Companies often incur capital losses they can’t deduct. Such losses are deductible only against capital gains, and they can be carried back only three years and forward just five years, when they expire worthless.
So, in many cases companies don’t expect to generate sufficient gains to fully utilize their losses. For financial reporting purposes, management frequently just takes a valuation allowance — in other words, it writes off the losses.
But there is a better strategy available to many of these companies — and it not only will help soak up capital losses, it also will provide protection against rising interest rates.
The strategy I’m talking about is a short sale of U.S. Treasuries. Allow me to explain.
Since December 2016, the Federal Reserve has raised its Fed Funds target rate 150 basis points. Interest rates have risen along the U.S. Treasury yield curve, and many investors believe the yield-curve normalization will continue.
Rising rates can have deleterious effects. A company’s capital structure might include debt or liabilities tied to a floating rate, and should rates increase, the cost of servicing these liabilities escalates. Or, a company might hold investments earning a fixed return, in which case a rise in rates negatively impacts their value.
There are many tools management can choose from if it expects rates to rise. These include options, forwards, futures, and swaps, among others. However, they can have very different tax consequences. For companies with capital-loss carryovers, perhaps the simplest and most tax-efficient approach is to establish a short position in U.S. Treasuries (USTs) with fairly short maturities that are trading at a premium to par.
A short sale of USTs is economically equivalent to a pay-fixed-rate/receive-floating-rate swap. That is, as rates rise, the company is protected. This strategy is intriguing for another reason as well: Unlike an interest-rate swap that generates ordinary income or loss, if structured properly the UST short sale will generate both a capital gain and interest expense.
Although interest rates have been rising, many USTs were issued years ago when interest rates were much higher than they are today. These USTs trade at a premium over par. By shorting premium USTs, the investor generates capital gain (as rates rise and the UST is “pulled to par”) as well as interest expense (as the investor makes “in lieu of” coupon payments to the lender of the USTs).
The gain generated on closing out the short UST position is short-term capital gain, while the “in lieu of” coupon payments are an interest expense that’s deductible without limitation against any form of income, including operating income.
A company’s capital loss carryover is deductible against the capital gain generated by closing out the short position, while the interest expense generated by the strategy is deductible against the company’s ordinary income.

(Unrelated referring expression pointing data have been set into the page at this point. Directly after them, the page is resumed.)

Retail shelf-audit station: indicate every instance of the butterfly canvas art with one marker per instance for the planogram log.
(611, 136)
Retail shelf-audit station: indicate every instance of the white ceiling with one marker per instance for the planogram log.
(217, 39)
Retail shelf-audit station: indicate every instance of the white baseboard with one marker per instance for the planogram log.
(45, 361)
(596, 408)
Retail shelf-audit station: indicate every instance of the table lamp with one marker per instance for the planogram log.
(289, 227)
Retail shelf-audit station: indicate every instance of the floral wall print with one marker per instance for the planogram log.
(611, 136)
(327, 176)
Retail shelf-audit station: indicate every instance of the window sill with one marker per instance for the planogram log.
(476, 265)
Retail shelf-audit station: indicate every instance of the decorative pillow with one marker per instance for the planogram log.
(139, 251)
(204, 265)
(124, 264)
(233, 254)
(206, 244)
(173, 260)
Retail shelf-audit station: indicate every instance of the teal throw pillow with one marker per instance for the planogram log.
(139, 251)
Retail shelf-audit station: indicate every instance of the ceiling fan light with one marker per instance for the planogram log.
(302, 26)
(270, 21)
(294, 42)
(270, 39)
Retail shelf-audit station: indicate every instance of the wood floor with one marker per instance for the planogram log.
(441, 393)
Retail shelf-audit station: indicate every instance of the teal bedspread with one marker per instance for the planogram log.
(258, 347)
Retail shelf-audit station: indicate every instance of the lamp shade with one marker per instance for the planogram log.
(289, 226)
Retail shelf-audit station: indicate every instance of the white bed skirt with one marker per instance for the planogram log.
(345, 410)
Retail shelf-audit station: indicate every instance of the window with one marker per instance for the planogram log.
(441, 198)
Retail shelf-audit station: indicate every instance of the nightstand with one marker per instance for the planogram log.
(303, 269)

Therefore, the strategy effectively converts an otherwise non-deductible capital loss carryover into a currently deductible ordinary expense.
In addition to protecting against the harmful effects of rising interest rates, this strategy has two other benefits.
First, sound corporate governance recognizes that management has a duty to prudently manage a company’s assets. That includes making a determination as to whether deferred tax assets (DTAs) such as capital losses can be utilized in the interests of shareholders, creditors, and other stakeholders. This solution permits a company wishing to protect against rising rates to also utilize its DTAs, thereby contributing to sound corporate governance.
Second, most investors believe, and the literature supports the view, that companies increase shareholder value when they actively plan for and manage their tax attributes by improving future after-tax cash flows.
In sum, for companies with non-deductible capital loss carryovers that also desire protection against rising rates, selling U.S. Treasuries short delivers the protection of a swap but at a significantly lower after-tax cost.